The James Family
The James clan of Connecticut, an African- American family that rose from slavery, triumphed over racism, and produced a number of “firsts,” including shaping the life of bestselling writer Ann Petry.
The patriarch, Willis Samuel James, was a runaway slave, and his descendants overcame the obstacles of race, extreme poverty, and in the case of the women, a patriarchal society. He escaped through the underground network, settling in Connecticut. His children grew up in Hartford and lived in Old Saybrook and Wethersfield. Their story is at once emblematic of the pioneering, risk-taking spirit that has shaped America and illustrative of what sets this family apart. Their letters illuminate one family’s collective determination to struggle and survive against insurmountable odds, to overcome adversity, and to become part of a society that did not welcome them but came to accept their significant contributions.
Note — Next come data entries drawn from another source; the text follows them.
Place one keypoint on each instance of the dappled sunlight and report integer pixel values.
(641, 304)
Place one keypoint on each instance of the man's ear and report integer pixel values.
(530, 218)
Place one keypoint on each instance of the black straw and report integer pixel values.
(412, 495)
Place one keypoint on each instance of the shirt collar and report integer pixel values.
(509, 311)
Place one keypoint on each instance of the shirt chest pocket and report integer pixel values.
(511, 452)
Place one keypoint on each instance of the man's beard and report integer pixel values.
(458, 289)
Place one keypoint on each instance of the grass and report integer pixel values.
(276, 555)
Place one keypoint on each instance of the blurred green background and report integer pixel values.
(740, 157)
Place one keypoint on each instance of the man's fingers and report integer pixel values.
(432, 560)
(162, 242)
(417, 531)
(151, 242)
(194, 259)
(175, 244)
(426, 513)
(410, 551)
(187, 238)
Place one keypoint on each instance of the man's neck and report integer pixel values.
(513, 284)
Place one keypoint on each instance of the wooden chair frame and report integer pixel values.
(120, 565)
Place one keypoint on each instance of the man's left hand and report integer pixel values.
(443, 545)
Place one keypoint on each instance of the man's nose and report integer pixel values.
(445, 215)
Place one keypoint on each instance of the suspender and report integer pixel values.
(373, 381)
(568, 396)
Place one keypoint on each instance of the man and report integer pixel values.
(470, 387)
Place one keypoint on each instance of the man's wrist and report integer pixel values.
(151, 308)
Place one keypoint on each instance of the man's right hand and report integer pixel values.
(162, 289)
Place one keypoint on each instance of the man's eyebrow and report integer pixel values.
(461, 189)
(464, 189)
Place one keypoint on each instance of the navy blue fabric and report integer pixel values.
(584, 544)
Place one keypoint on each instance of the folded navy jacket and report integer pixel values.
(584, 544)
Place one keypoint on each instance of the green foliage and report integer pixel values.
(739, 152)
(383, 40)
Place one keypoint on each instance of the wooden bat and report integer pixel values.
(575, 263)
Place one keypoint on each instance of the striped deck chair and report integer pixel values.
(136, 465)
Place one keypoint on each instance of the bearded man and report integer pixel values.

And they triumphed. Among them were an uncle, a “buffalo soldier” who, after his service in the Spanish-American war, begged Petry’s mother to send money so he could bribe a Georgia sheriff to escape a lynching; an aunt who went alone to Hawaii to care for the children of lepers at the turn of the twentieth century and met the last queen; Petry’s mother, who operated three businesses while raising a family; and an aunt who became the first African-American woman to obtain a pharmacy license from the state of Connecticut and operated a pharmacy for more than forty years. Ann Petry also trained as a pharmacist but instead created a different sort of alchemy through her compelling novels, short stories, and works for children.
These parents, grandparents, aunts, and uncles provided a mold for Petry’s life. Their story appears in Can Anything Beat White?: A Black Family’s Letters. A motion picture record will make their story available to a wider audience and will draw attention to a period in American life, between 1863 and 1915, that is not widely covered in history books, though it included an epidemic of lynchings, the takeover by the United States of a country whose leader wanted to maintain control, and the annexation of Hawaii. All of these incidents had an impact of the lives of the James family and helped them become who they were.